Думаю о войне. Гляжу в ее сторону. Вижу: коллективная усталость от бессмыслия и ужаса овладевает человечеством. Война верно выедает внутренности человека. Она почти гальванизированная плоть, тело, мясо – дерущееся.

Царь уехал на фронт. Лафа теперь в Царском Г-ке «пресекать». Хотя они «пресекать» будут так же бессильно, как мы бессильно будем бунтовать. Какое из двух бессилий победит?

Бедная земля моя. Очнись!

Однако дела не утихают, а как будто разгораются. Медленно, но упорно. (Никакого систематического плана не видно, до сих пор; если есть что-нибудь – то небольшое, и очень внутри.)

Трамваи остановились по всему городу. На Знаменской площади был митинг (мальчишки сидели, как воробьи, на памятнике Ал. III). У здания Гор. Думы была первая стрельба – стреляли драгуны.

Пр., по настоянию Родзянки, согласилось передать продовольственное дело городскому управлению. Как всегда – это поздно. Риттих клялся Думе, что в хлебе недостатка нет. Возможно, что и правда. Но даже если… то, конечно, и это «поздно». Хлеб незаметно забывается, забылся, как случайность.

Газеты завтра не выйдут, разве «Новое время», которое долгом почтет наплевать на «мятежников». Хорошо бы, чтобы они пришли и «сняли» рабочих.
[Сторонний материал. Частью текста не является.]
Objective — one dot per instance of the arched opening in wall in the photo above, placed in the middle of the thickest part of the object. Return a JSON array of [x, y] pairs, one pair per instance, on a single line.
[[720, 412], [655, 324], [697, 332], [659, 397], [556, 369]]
Все-таки я еще не знаю, чем и как может это (хорошо) окончиться. Ведь – 1905–1906 год пережили, когда сомнения не было, что не только хорошо кончится, но уж кончилось. И вот…

Но не забуду: теперь все другое. Теперь безмернее все, ибо война безмерна.

Карташев упорно стоит на том, что это «балет», – и студенты, и красные флаги, и военные грузовики, медленно двигающиеся по Невскому за толпой (нет проезда), в странном положении конвоирующих эти красные флаги.

Если балет… какой горький, зловещий балет! Или…

Предрекают решительный день (воскресный). Не начали бы стрелять вовсю. А тогда… это тебе не Германия, и уж выйдет не «бабий» бунт. Но я боюсь говорить. Помолчим.

Дума – «заняла революционную позицию»… как вагон трамвая ее занимает, когда поставлен поперек рельс. Не более. У интеллигентов либерального толка вообще сейчас ни малейшей связи с движением. Не знаю, есть ли реальная и у других (сомневаюсь), но у либерало-оппозиционистов нет связи даже созерцательно-сочувственной. Они шипят: какие безумцы! Нужно с армией! Надо подождать! Теперь все для войны! Пораженцы!

Никто их не слышит. Бесплодно охрипли в Думе. И с каждым нарастающим мгновением они как будто все меньше делаются нужны. («Как будто!» А ведь они нужны!)

 

Если совершится… пусть не в этот, в двадцатый раз, – опоздавшим либералам солоно будет это сознание. Неужели так никогда и не поймут они свою ответственность за настоящие и… будущие минуты?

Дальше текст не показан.